Scores the MeSH descriptors of a retrieved corpus against PubMed-wide descriptor frequencies, identifying the terms that are over- or under-represented relative to PubMed as a whole. This is a local transform of the pubmed_abstracts output – it makes no API calls – and is intended to characterise a corpus and to guide search refinement and expansion.

mesh_keyness(
  records,
  frequencies = NULL,
  measure = c("log_odds", "g2"),
  smoothing = 0.5,
  min_count = 1L
)

Arguments

records: A pubmed_abstracts table from get_records(endpoint = "pubmed_abstracts") (with its annotations list-column), or a long data.frame already exposing pmid and DescriptorUI (optionally DescriptorName and a type column, in which case only type == "MeSH" rows are used).
frequencies: Baseline descriptor frequencies. Defaults to the bundled data_mesh_frequencies; must contain DescriptorUI, n_pmids, and prop_total.
measure: Keyness statistic: "log_odds" (default) for a Haldane-corrected log odds ratio with standard error and z-score, or "g2" for the signed Dunning log-likelihood ratio.
smoothing: Positive continuity correction added to each cell of the 2x2 incidence table for measure = "log_odds" (default 0.5, the Haldane-Anscombe correction).
min_count: Drop descriptors indexed in fewer than min_count corpus PMIDs before scoring (default 1).

Value

A data.table, one row per scored descriptor, ordered by keyness (descending). Common columns: DescriptorUI, DescriptorName, corpus_count, corpus_total, corpus_prop, baseline_count, baseline_total, baseline_prop, and direction ("over"/"under"). With measure = "log_odds": log_odds, std_error, z.

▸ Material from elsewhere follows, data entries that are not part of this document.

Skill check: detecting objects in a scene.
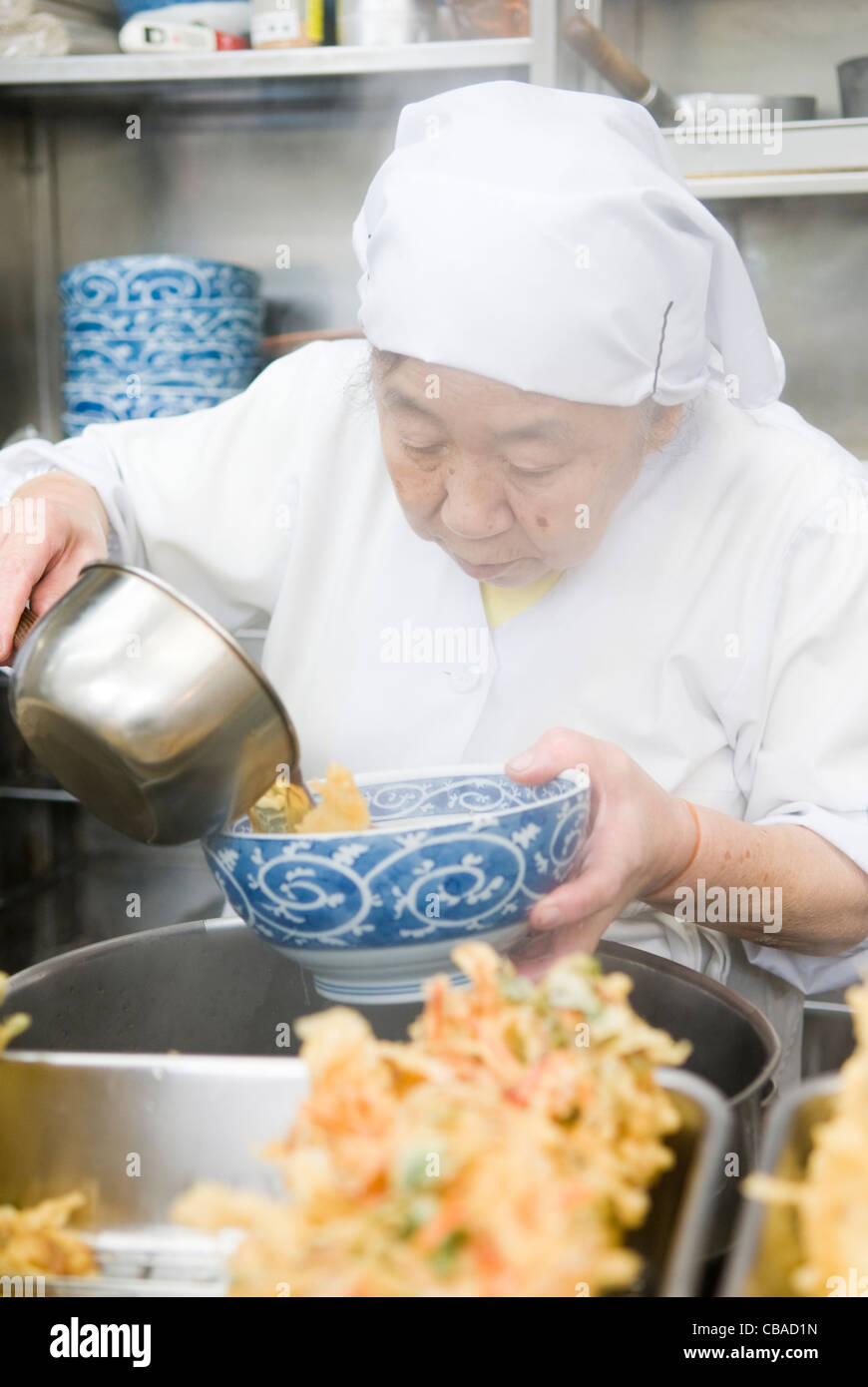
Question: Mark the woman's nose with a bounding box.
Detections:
[440,465,513,540]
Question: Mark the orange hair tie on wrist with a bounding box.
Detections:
[653,799,701,896]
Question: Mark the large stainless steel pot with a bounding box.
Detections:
[0,1050,729,1297]
[4,920,779,1275]
[7,920,779,1132]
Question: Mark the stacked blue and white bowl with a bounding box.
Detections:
[58,255,263,435]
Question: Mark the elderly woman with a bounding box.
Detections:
[0,82,868,1075]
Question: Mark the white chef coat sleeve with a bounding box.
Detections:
[0,347,327,630]
[744,467,868,993]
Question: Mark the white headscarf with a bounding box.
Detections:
[353,82,783,409]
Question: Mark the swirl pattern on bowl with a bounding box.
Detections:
[203,767,590,961]
[63,298,264,340]
[58,255,259,308]
[64,333,260,384]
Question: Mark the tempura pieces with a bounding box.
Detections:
[175,943,689,1297]
[746,985,868,1297]
[249,763,370,833]
[0,1191,97,1276]
[0,972,97,1295]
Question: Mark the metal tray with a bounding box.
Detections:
[718,1074,840,1298]
[0,1050,732,1297]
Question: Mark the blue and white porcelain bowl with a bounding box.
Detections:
[63,298,264,340]
[203,765,590,1006]
[64,333,260,377]
[64,380,238,433]
[58,255,259,308]
[65,359,259,394]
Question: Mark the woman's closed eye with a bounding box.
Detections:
[401,438,447,458]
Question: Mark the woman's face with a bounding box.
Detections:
[374,356,680,587]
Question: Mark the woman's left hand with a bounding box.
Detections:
[506,726,696,974]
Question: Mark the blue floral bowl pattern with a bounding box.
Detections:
[203,765,590,1003]
[58,255,259,308]
[63,381,238,438]
[65,358,259,394]
[64,333,260,384]
[63,298,264,340]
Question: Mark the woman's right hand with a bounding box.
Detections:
[0,472,110,665]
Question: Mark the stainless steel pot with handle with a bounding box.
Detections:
[10,563,298,843]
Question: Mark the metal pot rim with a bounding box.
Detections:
[4,915,780,1109]
[80,559,298,760]
[597,939,780,1107]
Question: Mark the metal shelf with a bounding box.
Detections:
[0,39,541,95]
[664,117,868,199]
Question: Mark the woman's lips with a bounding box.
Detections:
[452,555,519,581]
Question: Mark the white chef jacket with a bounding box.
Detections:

With measure = "g2": g2.

Details

Keyness is computed on document incidence: for each descriptor, the number of distinct corpus PMIDs indexed with it is compared against the number of distinct PubMed PMIDs indexed with it (data_mesh_frequencies).

Examples

if (FALSE) { # \dontrun{
pmids   <- search_pubmed('"doxorubicin"[TiAb] AND "cardiotoxicity"[TiAb]')
records <- get_records(pmids, endpoint = "pubmed_abstracts")

mesh_keyness(records)                       # most over-represented descriptors
mesh_keyness(records, measure = "g2")
} # }